LEINI – Edith Bruck, poetessa, scrittrice, regista, sceneggiatrice, traduttrice e mille altre cose ancora, deportata a soli tredici anni nel campo di sterminio di Auschwitz, sarà ospite, in collegamento, dell’iniziativa organizzata dalla sezione Anpi di Leini, con il patrocinio dell’assessorato alla Cultura, in occasione delle celebrazioni per la Giornata della Memoria. Appuntamento, dalle 18 di sabato 3 febbraio 2024, al teatro Pavarotti. L’ingresso è libero sino ad esaurimento posti: per informazioni e prenotazioni è necessario inviare una mail all’indirizzo anpi.leini@gmail.com.
Nata in Ungheria da una famiglia ebraica, Edith inizia sin dalla tenerissima età a fare i conti con le discriminazioni che in quegli anni bui colpiscono gli ebrei fino a che, a tredici anni, viene deportata dapprima ad Auschwitz e poi in altri campi, tra i quali Dachau e Bergen – Belsen, da dove sarà poi liberata nell’aprile del 1945 assieme alla sorella. Uno dei pochi parenti rimasti, dal momento che i genitori e molti altri suoi familiari non faranno mai ritorno dai campi di sterminio. La sua odissea però, non finisce qui. Terminato il dramma della deportazione, con tutte le ferite che un’esperienza del genere può lasciare, inizia una nuovo dramma: quello di trovare un proprio posto in un mondo profondamente cambiato, nel quale non ha più radici e che si dimostra ostile nei confronti dei deportati che hanno avuto la fortuna di potersi salvare. Torna in Ungheria ma ben presto si rende conto di non poter vivere in quella terra.

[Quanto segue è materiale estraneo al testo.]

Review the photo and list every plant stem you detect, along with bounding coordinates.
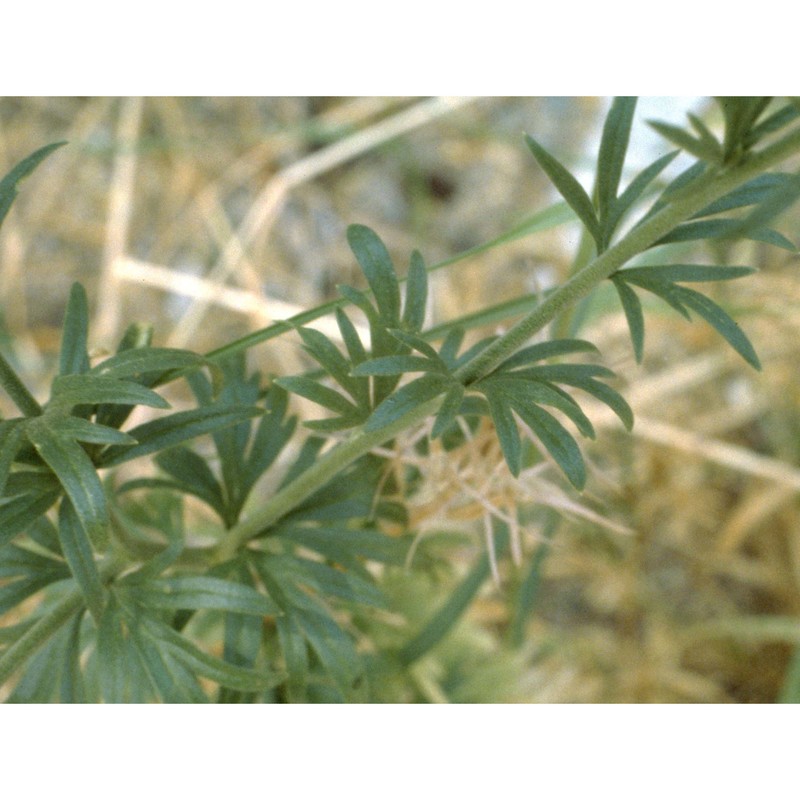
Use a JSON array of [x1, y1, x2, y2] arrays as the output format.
[[217, 123, 800, 556], [455, 126, 800, 383], [0, 351, 42, 417]]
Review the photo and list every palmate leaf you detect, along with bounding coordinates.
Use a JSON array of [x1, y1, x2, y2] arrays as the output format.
[[691, 173, 796, 219], [58, 283, 90, 377], [613, 265, 761, 368], [494, 338, 599, 372], [525, 134, 601, 245], [655, 218, 796, 251], [90, 346, 205, 381], [46, 374, 171, 412], [296, 325, 367, 405], [431, 383, 465, 440], [648, 119, 722, 163], [0, 487, 62, 548]]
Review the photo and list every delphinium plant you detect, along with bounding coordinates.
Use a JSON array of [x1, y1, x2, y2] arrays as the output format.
[[1, 97, 799, 702]]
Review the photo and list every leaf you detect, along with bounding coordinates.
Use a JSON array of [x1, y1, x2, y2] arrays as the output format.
[[97, 404, 263, 467], [153, 446, 225, 517], [671, 285, 761, 369], [0, 351, 42, 417], [58, 283, 90, 376], [138, 615, 283, 693], [648, 120, 721, 162], [402, 249, 428, 331], [606, 150, 679, 234], [485, 391, 522, 477], [95, 594, 129, 703], [363, 373, 452, 433], [397, 520, 509, 666], [25, 417, 109, 549], [275, 375, 361, 416], [513, 402, 586, 489], [335, 308, 367, 366], [618, 264, 755, 284], [47, 374, 171, 412], [597, 97, 637, 235], [90, 347, 205, 380], [0, 141, 67, 231], [0, 489, 61, 548], [296, 325, 364, 403], [351, 354, 440, 377], [525, 135, 601, 244], [431, 383, 465, 440], [691, 173, 796, 219], [654, 218, 796, 251], [276, 614, 309, 702], [494, 338, 598, 373], [124, 574, 281, 616], [347, 224, 401, 324], [57, 498, 105, 621], [0, 420, 24, 495], [612, 276, 645, 363], [49, 416, 137, 446]]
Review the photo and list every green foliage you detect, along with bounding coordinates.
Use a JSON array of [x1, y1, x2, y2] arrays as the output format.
[[2, 97, 800, 702]]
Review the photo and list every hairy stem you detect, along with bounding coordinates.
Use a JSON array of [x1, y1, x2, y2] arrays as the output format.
[[217, 122, 800, 556]]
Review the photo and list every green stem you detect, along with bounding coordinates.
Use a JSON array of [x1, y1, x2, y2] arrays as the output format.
[[0, 351, 42, 417], [215, 397, 443, 559], [216, 122, 800, 557], [456, 126, 800, 384]]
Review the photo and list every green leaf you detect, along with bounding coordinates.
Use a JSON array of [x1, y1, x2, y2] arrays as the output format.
[[57, 498, 105, 621], [90, 347, 205, 380], [296, 325, 363, 402], [485, 391, 522, 477], [96, 594, 129, 703], [431, 383, 465, 440], [648, 120, 721, 162], [0, 141, 67, 231], [336, 308, 367, 366], [397, 519, 509, 666], [49, 416, 137, 446], [139, 615, 283, 693], [606, 150, 679, 235], [494, 338, 598, 373], [654, 218, 796, 251], [363, 373, 452, 433], [0, 489, 61, 548], [402, 249, 428, 331], [514, 402, 586, 489], [58, 283, 90, 377], [276, 614, 309, 702], [671, 285, 761, 369], [25, 417, 108, 549], [47, 374, 171, 412], [97, 404, 263, 467], [0, 420, 24, 495], [597, 97, 637, 236], [525, 135, 601, 244], [618, 264, 755, 284], [153, 446, 225, 517], [347, 224, 401, 324], [275, 375, 361, 416], [0, 351, 42, 417], [351, 354, 440, 376], [124, 575, 281, 616], [612, 276, 645, 363], [691, 173, 796, 219]]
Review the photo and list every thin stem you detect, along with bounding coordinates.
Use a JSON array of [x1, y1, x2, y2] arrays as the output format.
[[0, 351, 42, 416]]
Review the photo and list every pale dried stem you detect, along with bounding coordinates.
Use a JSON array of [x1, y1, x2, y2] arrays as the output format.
[[95, 97, 144, 344]]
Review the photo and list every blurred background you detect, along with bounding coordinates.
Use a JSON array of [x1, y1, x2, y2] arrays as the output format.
[[1, 96, 799, 702]]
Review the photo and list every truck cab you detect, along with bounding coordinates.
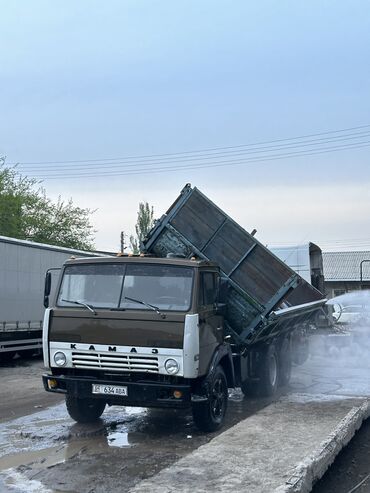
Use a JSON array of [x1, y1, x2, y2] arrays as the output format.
[[43, 256, 233, 431]]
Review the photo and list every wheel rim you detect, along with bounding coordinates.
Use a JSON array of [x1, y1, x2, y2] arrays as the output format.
[[210, 376, 226, 421], [269, 354, 277, 387]]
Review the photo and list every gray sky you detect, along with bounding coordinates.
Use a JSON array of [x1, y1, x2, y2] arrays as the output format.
[[1, 1, 369, 252]]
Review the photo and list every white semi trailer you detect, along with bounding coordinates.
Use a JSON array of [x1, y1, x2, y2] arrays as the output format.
[[269, 242, 325, 293], [0, 235, 106, 362]]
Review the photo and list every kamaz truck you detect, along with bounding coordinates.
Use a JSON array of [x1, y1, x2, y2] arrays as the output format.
[[42, 185, 326, 431]]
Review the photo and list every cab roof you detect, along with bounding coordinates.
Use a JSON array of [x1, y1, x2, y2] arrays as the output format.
[[63, 255, 217, 269]]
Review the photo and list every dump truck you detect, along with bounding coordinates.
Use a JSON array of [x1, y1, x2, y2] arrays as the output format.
[[42, 184, 326, 431]]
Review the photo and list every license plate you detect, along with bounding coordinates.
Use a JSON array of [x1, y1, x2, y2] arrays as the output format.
[[92, 384, 128, 396]]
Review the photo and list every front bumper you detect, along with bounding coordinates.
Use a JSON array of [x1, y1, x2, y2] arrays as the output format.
[[42, 373, 192, 409]]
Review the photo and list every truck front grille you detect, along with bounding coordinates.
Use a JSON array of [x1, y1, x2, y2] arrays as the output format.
[[71, 350, 159, 373]]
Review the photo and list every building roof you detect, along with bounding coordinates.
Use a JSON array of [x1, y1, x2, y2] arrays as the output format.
[[0, 235, 112, 257], [323, 251, 370, 281]]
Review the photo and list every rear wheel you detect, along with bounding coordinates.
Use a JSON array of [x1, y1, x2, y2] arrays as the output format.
[[260, 345, 279, 395], [291, 329, 309, 365], [240, 345, 279, 397], [192, 365, 228, 432], [65, 395, 106, 423]]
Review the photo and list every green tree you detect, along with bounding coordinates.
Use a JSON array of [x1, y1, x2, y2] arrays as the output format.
[[0, 160, 39, 238], [0, 159, 95, 250], [130, 202, 154, 254]]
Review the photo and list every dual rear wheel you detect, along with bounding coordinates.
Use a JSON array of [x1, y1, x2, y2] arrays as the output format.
[[241, 340, 292, 397]]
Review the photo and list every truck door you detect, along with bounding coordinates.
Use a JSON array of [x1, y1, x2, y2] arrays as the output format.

Prova a ricongiungersi in Cecoslovacchia con una sorella, salvata grazie all’italiano Giorgio Perlasca, ma la cosa non va buon fine. Raggiunge, allora, il neonato stato di Israele, credendo di poter trovare in quella terra quella pace e quella serenità di cui ha bisogno per provare a ricominciare a vivere. Ma il suo sogno si trasforma in un incubo: tensioni, guerre, paura e preoccupazioni continuano a perseguitarla anche in quella che doveva essere la sua nuova casa. E arriva in Italia dove, finalmente, si stabilisce. Sposandosi, avviando una brillante carriera che la porta a toccare ambiti diversi e, soprattutto, raccontando e mantenendo vivo il ricordo del dramma vissuto nei lungi e bui mesi dell’internamento. Perché quel ricordo venisse tramandato alle nuove generazioni, e gli errori, e gli orrori, di quel periodo rimanessero appesi alle coscienze come un monito a non dimenticare, non ripetere, non rivivere di nuovo.